Online brokerage and portal Redfin revealed Wednesday that it brought in $268 million in revenue during the first three months of 2021, notching another quarter in which the company handily beat expectations.
Redfin’s revenues between January and March represent a 40 percent increase compared to the same period in 2020. Heading into Wednesday’s earnings, analysts had expected the company to report $253.68 million in revenue, which would have represented a year-over-year increase of 32.8 percent.
The company also reported a net loss of $36 million, which is down from $60 million in the first quarter of 2020. During the fourth quarter of 2020, Redfin reported a net profit of $14 million.
In the report, CEO Glenn Kelman said that “after scrambling in the second half of 2020 to hire enough agents and lenders to handle a pandemic-driven surge in demand, Redfin is just about hitting on all cylinders.”
“A bull housing market has boosted our growth,” Kelman added during a call Wednesday afternoon with investors.
Kelman said during the investor call that the company increased its market share thanks to its aggressive approach to hiring. However, he also expects “headwinds” in the coming months when it comes to further growing Redfin’s market share. He attributed those headwinds to a lack of inventory in the housing market.
Redfin also reported Wednesday that it saw average monthly users to its website and mobile app climb 30 percent year-over-year to hit 46 million.
Other high points from Wednesday’s report include the expansion of iBuying program Redfin Now to five new markets. IBuying in particular has paid off for Redfin recently, according to Kelman, which he attributed to both rising home prices and to better execution of deals by Redfin itself.
Kelman added during the call that “our iBuying business has grown since the start of the year on almost every front.”
Redfin stock began Wednesday trading at just over $66 per share, but fell to just under $62 in the hours leading up to the company’s earnings report. That’s down for the week and month, and from the high of mid February, when shares were trading at more than $96.
Following the release of Wednesday’s earnings report, Redfin stock fluctuated and ultimately ended up at around $60 per share in after hours trading.
The company’s market cap as of the end of the business day Wednesday was about $6.4 billion.
In Wednesday’s report, Redfin painted an overall positive picture of company health. Among other things, Redfin now claims “1.14 percent of U.S. existing home sales by value in the first quarter of 2021, an increase of 21 basis points from the first quarter of 2020.”

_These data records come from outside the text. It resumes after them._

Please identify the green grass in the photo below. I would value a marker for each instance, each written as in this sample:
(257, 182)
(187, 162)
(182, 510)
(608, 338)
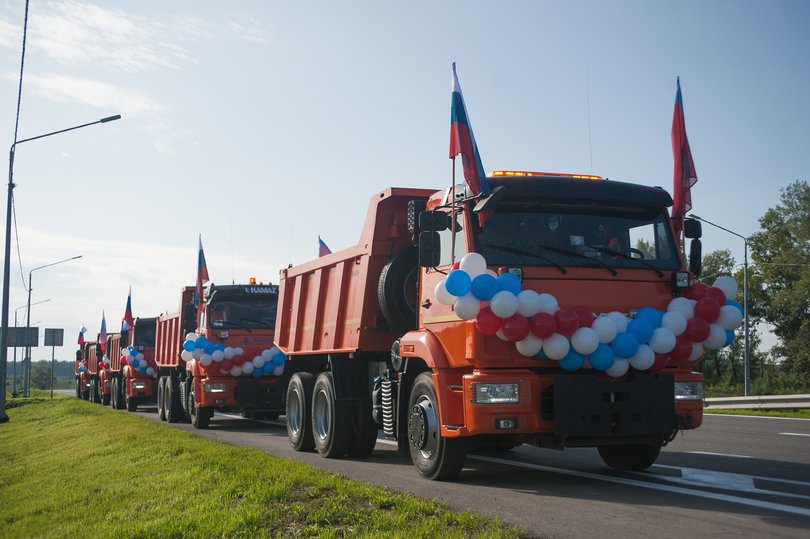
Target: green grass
(801, 414)
(75, 469)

However, there are challenges. During his call with investors, Kelman said that despite hiring new agents “hand over fist,” the company has seen a 53 percent attrition rate for new agents. Kelman said new agents in particular have “struggled to get their footing” in the industry thanks to extremely low inventory, which means it’s harder for those agents to do their first deals and earn their first bonuses.
To address attrition, Redfin has begun offering new bonuses and training to agents. And over time, Redfin expects, “new hire attrition to go down,” Kelman said.
“We can do better,” he added. “And so that’s going to be our focus. We want to outpace the industry in retaining new talent.”
Kelman also revealed during Wednesday’s call that Redfin’s acquisition of rental firm RentPath — which owns the consumer-facing rental portals Rent.com and ApartmentGuide.com — wrapped up on April 2. Kelman said RentPath’s revenues declined during the quarter, and those declines are expected to continue into the second quarter of this year. Wednesday’s earnings report indicates RentPath should contribute between $10 million and $9 million to Redfin’s losses during the second quarter of 2021.
However, Kelman also said Redfin expected to have to invest in RentPath. And the longterm goal, he added, is to “digitize the process of renting a home.”
Redfin has been a perennial earnings season victor in recent quarters. Most recently, in February, the company revealed that it was able to ride the hot housing market to achieve better-than-expected revenues in the final three months of 2020. It was the fourth straight quarter in which the company managed to surpass expectations.
Update: This story was updated after publication with additional information from Redfin’s earnings report, and from a phone call the company held Wednesday afternoon with investors.